My reasoning is, that for any value of $a$, there is exactly one $s=(1-a)/t$ such that the $(a,s)$ pair will produce $t$ and I will therefore have to integrate over the probabilities for these values:
$$p(t|\nu,\sigma,A) = \int_0^A p_a(x)p_s((1-x)/t)\,\mathrm dx\\$$
which can be expressed as the sum of two error functions.
But already when checking this step numerically, I get a discrepancy between estimated (by sampling) and calculated distribution:
*Why do the histogram and the calculated distribution do not match?*
This is the code I used:
n=10000000
A=0.7
nu=.7
sigma=.1
# sampling from the target distribution
s=rnorm( n, mean=nu, sd=sigma )
a=runif( n, min=0, max=A )
t=(1-a)/s
hist(t,200, freq=F, xlim=c(0,5), ylim=c(0,2.5))
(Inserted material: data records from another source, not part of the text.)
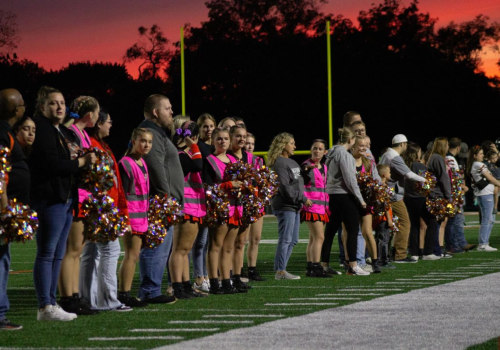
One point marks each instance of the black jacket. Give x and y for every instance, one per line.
x=52, y=170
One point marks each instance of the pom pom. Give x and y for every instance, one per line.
x=5, y=167
x=376, y=194
x=18, y=223
x=103, y=221
x=98, y=177
x=162, y=213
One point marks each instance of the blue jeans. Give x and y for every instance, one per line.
x=486, y=204
x=199, y=253
x=454, y=233
x=152, y=264
x=4, y=276
x=288, y=236
x=54, y=222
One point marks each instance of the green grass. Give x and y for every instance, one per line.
x=111, y=324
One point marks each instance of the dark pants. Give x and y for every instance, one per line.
x=344, y=209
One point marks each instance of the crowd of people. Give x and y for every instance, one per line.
x=179, y=157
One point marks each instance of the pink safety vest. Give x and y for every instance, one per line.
x=219, y=167
x=137, y=195
x=194, y=194
x=85, y=143
x=316, y=191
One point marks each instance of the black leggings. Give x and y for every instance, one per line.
x=416, y=210
x=343, y=209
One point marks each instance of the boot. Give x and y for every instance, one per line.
x=254, y=275
x=309, y=269
x=376, y=266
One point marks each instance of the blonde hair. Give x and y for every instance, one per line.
x=345, y=135
x=136, y=133
x=277, y=146
x=439, y=146
x=179, y=120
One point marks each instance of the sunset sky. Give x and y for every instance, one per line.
x=57, y=32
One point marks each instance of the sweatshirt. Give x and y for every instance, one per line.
x=342, y=173
x=290, y=195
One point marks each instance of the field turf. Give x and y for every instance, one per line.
x=158, y=325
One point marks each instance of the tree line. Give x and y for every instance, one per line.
x=266, y=62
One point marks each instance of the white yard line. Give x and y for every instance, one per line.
x=454, y=315
x=243, y=316
x=210, y=322
x=166, y=330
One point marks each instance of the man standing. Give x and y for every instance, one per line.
x=400, y=172
x=166, y=178
x=454, y=231
x=11, y=110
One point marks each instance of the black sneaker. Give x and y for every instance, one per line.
x=161, y=299
x=125, y=298
x=254, y=275
x=6, y=325
x=406, y=260
x=240, y=287
x=331, y=271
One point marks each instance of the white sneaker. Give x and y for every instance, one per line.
x=431, y=257
x=54, y=313
x=367, y=268
x=285, y=275
x=486, y=248
x=358, y=271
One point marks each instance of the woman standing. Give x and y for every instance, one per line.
x=185, y=139
x=316, y=216
x=223, y=235
x=256, y=227
x=25, y=131
x=54, y=196
x=346, y=203
x=98, y=280
x=287, y=202
x=84, y=112
x=135, y=178
x=436, y=164
x=365, y=165
x=483, y=184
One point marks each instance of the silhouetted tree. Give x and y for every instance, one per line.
x=8, y=31
x=154, y=52
x=464, y=42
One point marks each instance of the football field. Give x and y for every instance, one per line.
x=272, y=306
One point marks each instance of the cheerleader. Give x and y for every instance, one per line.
x=83, y=113
x=288, y=201
x=135, y=179
x=238, y=136
x=223, y=235
x=98, y=280
x=367, y=166
x=255, y=233
x=315, y=215
x=186, y=138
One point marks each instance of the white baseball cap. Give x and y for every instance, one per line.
x=399, y=138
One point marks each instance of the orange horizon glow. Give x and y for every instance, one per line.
x=54, y=36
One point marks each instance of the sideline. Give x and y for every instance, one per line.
x=455, y=315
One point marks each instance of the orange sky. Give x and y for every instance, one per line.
x=57, y=32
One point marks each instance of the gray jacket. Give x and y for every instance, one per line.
x=164, y=166
x=342, y=173
x=290, y=195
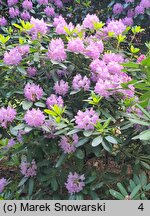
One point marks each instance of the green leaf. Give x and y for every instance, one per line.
x=111, y=139
x=36, y=57
x=97, y=141
x=60, y=160
x=54, y=184
x=140, y=122
x=97, y=186
x=135, y=191
x=122, y=189
x=76, y=130
x=82, y=142
x=143, y=110
x=144, y=135
x=40, y=104
x=22, y=70
x=87, y=133
x=116, y=194
x=19, y=127
x=145, y=165
x=130, y=65
x=27, y=105
x=80, y=154
x=107, y=146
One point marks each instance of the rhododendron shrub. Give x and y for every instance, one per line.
x=70, y=104
x=131, y=11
# plot the analytical result
analytic <- function(t, A, nu, sigma ){
tmp <- function(x, A, t, nu, sigma){
return (1/A*dnorm( (1-x)/t, mean=nu, sd=sigma) )
}
return( integrate( tmp, 0, A, A=A, t=t, nu=nu, sigma=sigma)$value)
}
x=seq(0,5,by=.01)
y=rep(0,length(x))
for( i in seq(1,length(x)) ){
y[i]=analytic(x[i], A, nu, sigma)
}
lines( x, y, col="red", type="l")